Congressmen: Republican voters should be angry if Obamacare repeal fails

Darin LaHood
U.S. Rep. Darin LaHood said Republicans have had plenty of time to develop alternatives to Obamacare. (Photo courtesy Facebook/Darin LaHood)

By Illinois Radio Network

WASHINGTON, D.C. – Some Illinois’ Republican congress members say GOP voters should be angry if there’s no Obamacare repeal and replace.

Two of central Illinois’ congressmen, Rodney Davis and Darin LaHood, and southern Illinois’ congressman Mike Bost, all said Republican voters should be angry if Obamacare isn’t repealed or replaced, or at the very least changed by the next election.

LaHood said Republicans in Congress talked a big game for eight years, and during the last election about getting rid of Obamacare on Day 1.

“We have no more excuses as Republicans,” LaHood said. “We have to govern and fix problems as it relates to health care. We’ve done our job in the House. It’s not a perfect bill, but it is a plan that repeals and replaces Obamacare.”

Bost said voters need to direct much of their anger at the Senate.

The U.S. Senate “needs to get to work. They need to come up with something that they can agree upon.

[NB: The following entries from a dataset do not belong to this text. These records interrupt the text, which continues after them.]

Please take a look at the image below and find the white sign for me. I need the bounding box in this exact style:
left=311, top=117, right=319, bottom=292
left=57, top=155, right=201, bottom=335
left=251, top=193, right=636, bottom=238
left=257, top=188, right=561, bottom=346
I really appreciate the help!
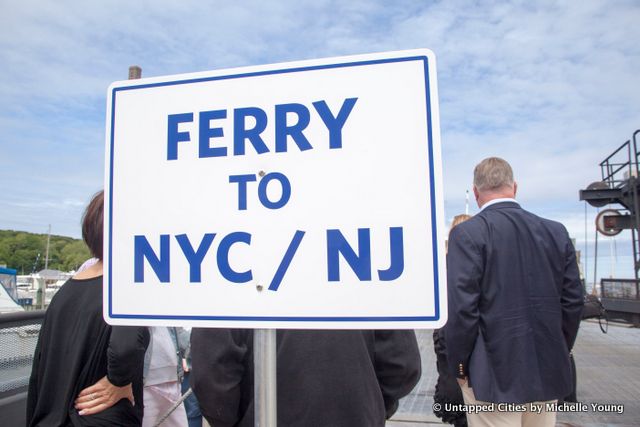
left=104, top=49, right=446, bottom=329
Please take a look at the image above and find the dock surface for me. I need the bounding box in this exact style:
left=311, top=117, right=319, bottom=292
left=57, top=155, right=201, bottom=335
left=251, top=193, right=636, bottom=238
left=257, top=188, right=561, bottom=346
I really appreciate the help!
left=387, top=321, right=640, bottom=427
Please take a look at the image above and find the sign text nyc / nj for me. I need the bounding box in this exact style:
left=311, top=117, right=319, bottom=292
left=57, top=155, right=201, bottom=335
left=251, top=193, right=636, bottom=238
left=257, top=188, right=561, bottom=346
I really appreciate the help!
left=133, top=98, right=404, bottom=291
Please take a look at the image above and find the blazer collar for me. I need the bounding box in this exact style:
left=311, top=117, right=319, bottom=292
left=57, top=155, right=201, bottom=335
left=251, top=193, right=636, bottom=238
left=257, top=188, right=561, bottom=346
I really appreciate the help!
left=480, top=198, right=520, bottom=212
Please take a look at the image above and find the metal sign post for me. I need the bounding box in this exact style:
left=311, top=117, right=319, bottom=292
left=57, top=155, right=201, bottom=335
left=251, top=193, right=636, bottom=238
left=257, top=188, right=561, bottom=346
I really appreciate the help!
left=253, top=329, right=277, bottom=427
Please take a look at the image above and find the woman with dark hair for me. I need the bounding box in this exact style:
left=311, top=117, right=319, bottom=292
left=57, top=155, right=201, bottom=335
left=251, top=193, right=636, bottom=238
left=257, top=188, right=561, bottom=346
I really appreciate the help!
left=26, top=191, right=149, bottom=426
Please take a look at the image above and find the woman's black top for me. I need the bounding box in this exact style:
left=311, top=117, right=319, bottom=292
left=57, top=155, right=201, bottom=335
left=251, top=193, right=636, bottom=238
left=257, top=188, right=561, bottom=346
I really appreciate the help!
left=26, top=276, right=149, bottom=427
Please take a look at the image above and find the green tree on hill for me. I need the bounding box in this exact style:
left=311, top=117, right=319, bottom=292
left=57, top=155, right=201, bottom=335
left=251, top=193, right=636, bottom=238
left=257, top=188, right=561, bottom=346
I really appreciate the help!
left=0, top=230, right=91, bottom=274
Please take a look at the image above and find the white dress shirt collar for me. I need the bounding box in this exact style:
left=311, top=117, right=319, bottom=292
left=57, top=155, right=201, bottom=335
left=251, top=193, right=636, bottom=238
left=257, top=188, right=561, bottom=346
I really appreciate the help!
left=480, top=197, right=518, bottom=212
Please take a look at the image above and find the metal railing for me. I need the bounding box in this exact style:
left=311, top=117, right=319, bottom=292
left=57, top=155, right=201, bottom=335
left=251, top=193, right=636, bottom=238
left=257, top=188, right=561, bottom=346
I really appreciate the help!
left=600, top=279, right=640, bottom=301
left=600, top=130, right=640, bottom=188
left=0, top=310, right=45, bottom=426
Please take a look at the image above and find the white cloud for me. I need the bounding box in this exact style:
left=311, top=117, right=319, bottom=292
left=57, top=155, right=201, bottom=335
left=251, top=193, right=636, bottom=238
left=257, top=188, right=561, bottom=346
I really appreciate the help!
left=0, top=0, right=640, bottom=239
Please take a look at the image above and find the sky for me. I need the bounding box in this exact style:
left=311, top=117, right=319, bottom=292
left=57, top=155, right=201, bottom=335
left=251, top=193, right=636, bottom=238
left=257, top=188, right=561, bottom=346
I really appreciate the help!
left=0, top=0, right=640, bottom=280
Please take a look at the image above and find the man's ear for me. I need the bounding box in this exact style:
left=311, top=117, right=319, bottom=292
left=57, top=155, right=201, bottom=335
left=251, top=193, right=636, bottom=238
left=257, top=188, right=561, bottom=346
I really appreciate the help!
left=473, top=185, right=480, bottom=206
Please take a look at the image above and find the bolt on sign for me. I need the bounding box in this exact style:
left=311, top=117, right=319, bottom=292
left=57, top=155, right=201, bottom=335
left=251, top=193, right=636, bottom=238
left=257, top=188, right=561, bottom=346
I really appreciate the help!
left=104, top=49, right=446, bottom=329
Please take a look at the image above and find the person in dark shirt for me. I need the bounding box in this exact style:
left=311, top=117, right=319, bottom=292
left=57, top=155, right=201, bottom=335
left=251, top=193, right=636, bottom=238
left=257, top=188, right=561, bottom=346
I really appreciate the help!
left=26, top=192, right=149, bottom=426
left=191, top=328, right=421, bottom=427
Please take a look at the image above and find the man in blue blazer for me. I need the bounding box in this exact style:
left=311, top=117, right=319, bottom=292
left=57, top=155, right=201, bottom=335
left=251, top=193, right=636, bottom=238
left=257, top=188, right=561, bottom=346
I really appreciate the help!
left=445, top=157, right=584, bottom=426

And they need to send it back to us,” Bost said. “Then we can pass, and adjust, and work with them.”

Davis said voters should also be angry with Democrats in Washington, D.C., because without a change, Obamacare will simply collapse.

“It’s very frustrating, because the Democrats who talk about trying to fix this Obamacare system that they created are doing nothing to actually help fix it,” Davis said.

LaHood said Republicans are like “the dog who caught the truck,” and they have to figure out what to do with the power they have to move past Obamacare.

Michael F. Cannon, the Cato Institute’s director of Health Policy Studies, has said in the past that both parties need to find an Obamacare replacement together.

“If we want to provide secure, stable access to health care for the sick, we need a system that is more economically and politically sustainable,” Cannon said. “We need a system that both Republicans and Democrats, left and right, will be able to support.”

Davis, Bost, and LaHood all voted for the American Health Care Act in May.